Robert Frost


A picture of the author Robert Frost

Four time recipient of the Pulitzer Prize for Poetry, Robert Frost (1874 - 1963) was, and remains, an icon on the American literary landscape. Though born in San Francisco, he is closely identified with New England and his poems dealing with rural life. We feature Frost in Pulitzer Prize Winners.

My favorite story about Robert Frost was told by a visiting professor while I was in college. It's a story worth sharing . . .

When Frost was 86 years old, he was honored by president-elect John F. Kennedy to read at his Jan 20, 1961 inauguration. Frost was reportedly quite fond of J.F.K. and labored to write a special poem for the event. The words did not come easily. I think we have all been in that situation, where the desperation of desire complicates the task.
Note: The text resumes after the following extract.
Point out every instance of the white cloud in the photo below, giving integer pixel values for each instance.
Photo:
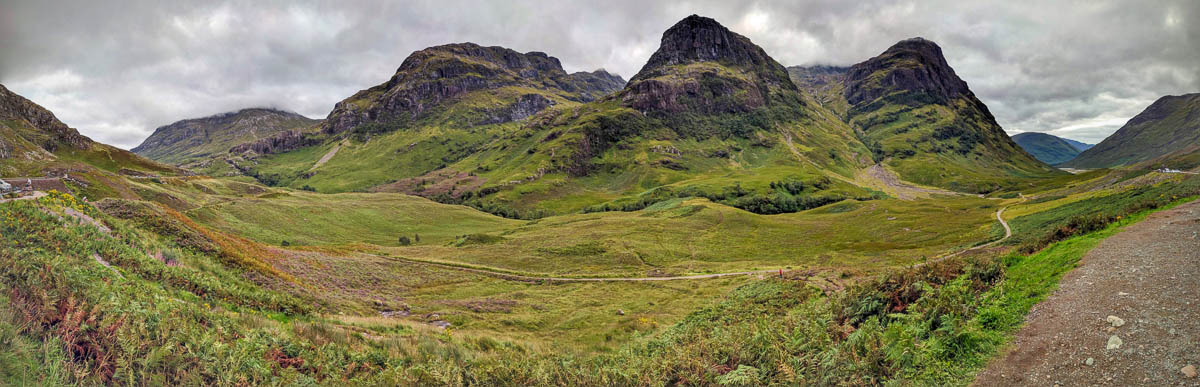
(117, 71)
The chore was made more difficult by the fact that Frost was nearing the end of his life and was no longer at the height of his powers. Still he labored and eventually produced a new poem for Kennedy's inauguration.

When the day of the inauguration approached, so did inclement weather. Snow started to fall on the afternoon of January 19th, with wind gusts from 20-25 miles per hour as the temperatures dropped into the 20s. The snow continued into the 20th, dropping 8 inches of snow. The city rallied to prepare for the inauguration, with volunteers taking to the streets to clear the snow. When the 21st dawned, the stage was set:

By sunrise, the snow had ended and the skies were clearing, but the day remained bitter cold ... [D]espite the cold, a large crowd turned out for the swearing-in ceremony and inaugural parade. At noon, the temperature was only 22°F and the wind was blowing from the northwest at 19 mph, making it feel like the temperature was 7°F above zero.

When Frost took to the stage, the old man -- blessed with rare sensibility and the wisdom of age -- understood that his poem had come up short. If it were disappointing to him, would it not be disappointing to the President, indeed to all? As he stood at the lectern to read his poem, Dedication, a strong gust of wind came along and the old man purposefully loosened his grip, releasing the newly composed poem to the wind. After which, from memory, he recited the poem recorded in history, The Gift Outright, a poem that was written in the 1930s and published in 1942.

I do not know whether this account of events is true or not. I suspect it is not. But who, upon hearing it, would prefer the truth instead?

Robert Lee Frost died on January 29, 1963 in Boston, Massachusetts. He was buried with his wife Elinor -- his co-valedictorian high school sweetheart, who passed away in 1938 -- and other family members. He rests in Bennington, Vermont in the Old Bennington Cemetery. Frost's gravestone bares the inscription, “I had a lover's quarrel with the world.”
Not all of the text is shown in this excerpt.